This week, former U.S. Rep. Steve Southerland, R-Fla., returned to the political stage, calling on the Florida Legislature to focus on the continued needs of the northern part of the Sunshine State.
Southerland, now the chairman of Stand Up North Florida which defines itself as a “grassroots coalition that was formed to advocate for equitable allocation of resources to the region,” spoke before the state Senate Appropriations Subcommittee on Agriculture, Environment, and General Government on Tuesday about the region’s economic and environmental needs. The former congressman focused on how North Florida continues to recover from Hurricane Michael which slammed into the area six months ago.
“People in my county, citizens, an hour and a half from where you sit today, are still living in tents…it’s difficult to watch,” said Southerland. “”I love these people, and they are hurting, and our story must be told.”

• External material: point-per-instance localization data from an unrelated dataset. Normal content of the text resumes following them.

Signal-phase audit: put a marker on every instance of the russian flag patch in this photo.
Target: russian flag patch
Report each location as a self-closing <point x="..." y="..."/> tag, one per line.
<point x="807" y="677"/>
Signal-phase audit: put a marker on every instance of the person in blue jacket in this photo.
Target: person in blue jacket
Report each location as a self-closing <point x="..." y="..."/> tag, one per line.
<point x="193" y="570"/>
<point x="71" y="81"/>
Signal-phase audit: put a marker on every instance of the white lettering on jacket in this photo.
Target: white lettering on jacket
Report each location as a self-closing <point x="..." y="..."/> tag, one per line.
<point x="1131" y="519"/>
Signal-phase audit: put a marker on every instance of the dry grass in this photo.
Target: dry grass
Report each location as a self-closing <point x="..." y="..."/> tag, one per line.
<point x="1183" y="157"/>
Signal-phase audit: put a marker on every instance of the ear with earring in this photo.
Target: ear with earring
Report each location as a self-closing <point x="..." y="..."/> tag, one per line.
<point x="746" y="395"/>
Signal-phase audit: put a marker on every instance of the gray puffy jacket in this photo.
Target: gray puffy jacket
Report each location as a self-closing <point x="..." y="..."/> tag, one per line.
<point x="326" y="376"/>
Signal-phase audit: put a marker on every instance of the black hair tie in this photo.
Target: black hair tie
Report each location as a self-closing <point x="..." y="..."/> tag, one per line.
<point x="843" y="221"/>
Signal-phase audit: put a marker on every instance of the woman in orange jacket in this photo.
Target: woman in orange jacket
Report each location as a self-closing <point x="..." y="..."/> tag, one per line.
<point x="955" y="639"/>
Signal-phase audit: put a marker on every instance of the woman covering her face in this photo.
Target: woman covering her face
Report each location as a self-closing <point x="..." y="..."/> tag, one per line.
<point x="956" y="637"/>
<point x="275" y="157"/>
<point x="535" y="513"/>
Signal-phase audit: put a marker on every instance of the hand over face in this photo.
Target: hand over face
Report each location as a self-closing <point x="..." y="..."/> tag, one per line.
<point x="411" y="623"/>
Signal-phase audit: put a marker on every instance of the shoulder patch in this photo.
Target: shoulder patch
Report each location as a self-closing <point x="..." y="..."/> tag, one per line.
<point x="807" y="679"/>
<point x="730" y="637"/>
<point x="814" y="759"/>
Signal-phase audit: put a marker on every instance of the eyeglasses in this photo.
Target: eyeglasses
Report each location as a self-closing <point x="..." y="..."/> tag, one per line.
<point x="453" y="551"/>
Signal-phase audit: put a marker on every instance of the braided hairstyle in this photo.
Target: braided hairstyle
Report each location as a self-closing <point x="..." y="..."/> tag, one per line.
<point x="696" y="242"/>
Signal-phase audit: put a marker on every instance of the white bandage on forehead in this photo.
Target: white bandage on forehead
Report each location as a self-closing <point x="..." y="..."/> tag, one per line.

Southerland told the subcommittee that the hurricane wiped out almost 3 million acres of timber in the Panhandle and Big Bend which cost the region $3 billion. He also noted more than two-thirds of homes in Panama City–69 percent–were damaged by the hurricane while Bay County schools lost 4,000 students. Southerland also stressed how the hurricane hurt the medical services in the area, noting that Bay County’s largest hospital laid off almost 1,000 people and 50 doctors have left the area.
Looking ahead, Southerland stressed that fires could pose a major problem to the area.
“Three weeks ago, we had our first fire. So after being knocked down, now we’re being burned,” he said. “Six hundred fifty acres burned in Bay County, and it hasn’t started getting warm yet. These are the challenges that we are facing. In spite of these damages, Congress has failed to act. I have to kick the body I was a part of. Politics make me sick when people are hurting.”
Turning to the environment, Southerland noted that North Florida is where most of the springs in the state are. However, he said, 95 percent of state conversation dollars are spent south of Orlando.
The former congressman also weighed in on infrastructure, calling for widening Highway 20.
With deep family ties in the area, Southerland worked in the private sector until 2010 when he defeated then U.S. Rep. Allen Boyd, D-Fla. After holding off Democrat Al Lawson in 2012, Southerland was defeated by Gwen Graham in 2014.
During his two terms in Congress, Southerland played a key role in the GOP caucus as a bridge between tea party conservatives and the Republican leadership.